At least 20 states have passed laws banning athletes who identify as transgender from competing on teams that are the opposite of their biological sex. In response, the Biden administration April 6 proposed a new federal rule change that would allow for schools to enforce some restrictions on student athletes who identify as transgender, but states that policies violate Title IX "when they categorically ban transgender students from participating on sports teams consistent with their gender identity just because of who they are," according to a public notice from the U.S. Department of Education.
The rule was published in the Federal Register April 13, opening a 30-day period for public comment.
The bishops noted that challenges to sports based on gender "are increasingly common as, sadly, the number of persons experiencing gender identity discordance rises steeply, especially among adolescents."

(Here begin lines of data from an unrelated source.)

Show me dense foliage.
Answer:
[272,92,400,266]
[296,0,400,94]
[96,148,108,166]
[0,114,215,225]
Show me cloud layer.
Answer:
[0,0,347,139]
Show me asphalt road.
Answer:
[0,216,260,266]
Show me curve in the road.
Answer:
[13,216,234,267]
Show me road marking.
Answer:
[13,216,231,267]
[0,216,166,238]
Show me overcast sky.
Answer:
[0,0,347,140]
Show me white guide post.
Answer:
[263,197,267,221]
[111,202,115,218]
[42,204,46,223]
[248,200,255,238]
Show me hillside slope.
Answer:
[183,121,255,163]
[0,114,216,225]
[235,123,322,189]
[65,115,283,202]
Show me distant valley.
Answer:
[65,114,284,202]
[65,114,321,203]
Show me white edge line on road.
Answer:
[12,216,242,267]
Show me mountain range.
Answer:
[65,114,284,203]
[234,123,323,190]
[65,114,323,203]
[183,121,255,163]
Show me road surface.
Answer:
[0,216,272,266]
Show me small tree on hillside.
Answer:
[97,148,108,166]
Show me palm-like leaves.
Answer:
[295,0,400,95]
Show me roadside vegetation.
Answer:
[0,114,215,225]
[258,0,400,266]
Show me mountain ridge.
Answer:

Young people "who experience gender identity discordance" should be assured of "their right to participate in, or try-out for, student athletics on the same terms as their peers … in coeducational activities, or where the sexes are separated, in accord with their biological sex."
Bishops Barron and Daly said that harassment or unjust discrimination of these young people "is unequivocally wrong." They said "a loving response which affirms the value of all persons as fellow human beings helps those who experience gender identity discordance to attain peace with their mind and body, rather than facilitating drastic ‘transitions' in pursuit of an identity fully independent of their physical body."